La tentación de repetir ese tropiezo de la interpretación es enorme. Vuelven a aflorar las interpretaciones urgentes que esquivan el núcleo de nuestro problema político. Se pretende seguir la pista del descontento como si éste envolviera la medicina. La fórmula del diagnóstico podrá ser absurda, pero sigue siendo atractiva. La radiografía de la insatisfacción no es más que eso: testimonio de fastidios y resentimientos. Hacer el retrato de estas inquietudes es, por supuesto, valioso, necesario aún: es una forma de medir la incapacidad de un régimen para satisfacer exigencias colectivas. Pero no hagamos receta del quejido.

Eso es precisamente lo que se escucha ahora: la sublimación intelectual de las quejas. Trato de ser preciso: el descontento que se expresa de diversos modos no es caprichoso ni mucho menos infundado. Tiene causas y una larga cadena de agravios que lo explican. El régimen democrático en México atraviesa una crisis seria y delicada. No atender su origen es ahondarla; prescribir medicinas que esquivan el mal es empeorarla. La tentación de 2009 es pensar que nuestro problema anida en un deficiente de representatividad. El discurso de aires antipolíticos y de resonancias populistas que enfrenta ciudadanos contra partidos; la gente contra los políticos insiste en ese diagnóstico. Ellos no representan a los ciudadanos. De ese simple diagnóstico proviene una breve lista de propuestas vuelta moda: desaparecer o disminuir las franjas de la representación proporcional; empequeñecer el congreso; candidaturas “ciudadanas”; consultas, plebiscitos, revocaciones; reelección inmediata. Hay, desde luego, cosas atendibles en esta prescripción. Creo, sin embargo, que no tocan el tumor que se esparce.

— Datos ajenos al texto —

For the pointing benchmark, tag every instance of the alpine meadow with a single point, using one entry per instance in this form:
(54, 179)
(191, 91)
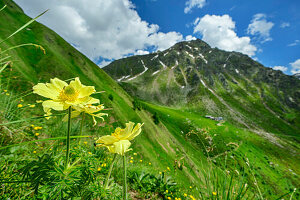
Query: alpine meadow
(191, 121)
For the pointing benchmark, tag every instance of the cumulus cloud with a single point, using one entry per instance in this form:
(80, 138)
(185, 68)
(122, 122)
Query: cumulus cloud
(218, 31)
(190, 37)
(295, 43)
(141, 52)
(281, 68)
(260, 27)
(284, 24)
(190, 4)
(100, 28)
(295, 66)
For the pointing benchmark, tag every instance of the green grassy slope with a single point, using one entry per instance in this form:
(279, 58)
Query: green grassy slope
(163, 143)
(63, 61)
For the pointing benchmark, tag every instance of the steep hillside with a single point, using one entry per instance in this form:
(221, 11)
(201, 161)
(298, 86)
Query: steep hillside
(61, 60)
(179, 141)
(215, 82)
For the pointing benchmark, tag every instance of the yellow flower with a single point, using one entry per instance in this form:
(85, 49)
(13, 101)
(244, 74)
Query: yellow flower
(119, 141)
(89, 109)
(62, 95)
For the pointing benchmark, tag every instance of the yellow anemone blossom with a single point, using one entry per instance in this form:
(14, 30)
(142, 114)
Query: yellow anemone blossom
(119, 141)
(63, 95)
(89, 109)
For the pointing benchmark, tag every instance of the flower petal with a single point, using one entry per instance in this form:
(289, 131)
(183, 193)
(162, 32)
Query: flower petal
(107, 140)
(121, 147)
(43, 90)
(49, 104)
(86, 91)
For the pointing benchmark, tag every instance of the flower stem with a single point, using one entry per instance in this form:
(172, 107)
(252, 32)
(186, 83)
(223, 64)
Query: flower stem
(68, 137)
(109, 172)
(81, 124)
(124, 179)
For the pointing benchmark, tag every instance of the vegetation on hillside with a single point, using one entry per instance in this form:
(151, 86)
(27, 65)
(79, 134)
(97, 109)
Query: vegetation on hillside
(178, 155)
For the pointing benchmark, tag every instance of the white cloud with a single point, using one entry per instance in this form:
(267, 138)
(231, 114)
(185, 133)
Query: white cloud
(295, 43)
(100, 28)
(295, 66)
(104, 63)
(141, 52)
(284, 24)
(281, 68)
(218, 31)
(261, 27)
(190, 37)
(190, 4)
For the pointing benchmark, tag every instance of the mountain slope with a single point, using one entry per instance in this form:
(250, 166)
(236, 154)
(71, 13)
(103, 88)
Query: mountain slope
(61, 60)
(216, 82)
(172, 138)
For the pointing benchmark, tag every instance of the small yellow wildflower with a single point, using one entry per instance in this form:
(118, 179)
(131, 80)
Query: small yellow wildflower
(119, 141)
(193, 198)
(62, 95)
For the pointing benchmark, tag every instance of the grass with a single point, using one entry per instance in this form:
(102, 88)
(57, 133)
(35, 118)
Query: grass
(179, 147)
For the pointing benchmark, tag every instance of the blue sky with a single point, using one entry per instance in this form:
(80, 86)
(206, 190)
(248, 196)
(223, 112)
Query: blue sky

El núcleo de nuestro problema político es la ineficacia de nuestro pluralismo; el encubrimiento de duros cotos de impunidad; la feudalización del autoritarismo; la debilidad del poder democrático; la pervivencia de una opciones anti o semiinstitucionales. Seguir en la pista de la representatividad es una distracción de la intervención que requerimos. Seguir enclaustrados en el debate de lo electoral implica seguir patrocinando las causas de nuestro actual descontento. De la elección reciente no brotará un Congreso ilegítimo o un Congreso que no representa a la sociedad mexicana. Pero surgirá una Cámara de Diputados con enormes dificultades para decidir y para conformar, junto al Ejecutivo un Gobierno eficaz. Ahí está nuestro entuerto básico. Este año el gran hoyo de la gobernación cumplirá doce años. Desde 1997 flotamos en el mundo sin una coalición gobernante. Tenemos Gobierno, pero no tenemos capacidad de gobernar. Si queremos curar al paciente habrá que hacer la tomografía antes de dejarnos sobornar por los quejidos.

No nos distraigamos: los cambios necesarios están en la órbita del régimen presidencial y del arreglo federal. Ahí está la reforma urgente.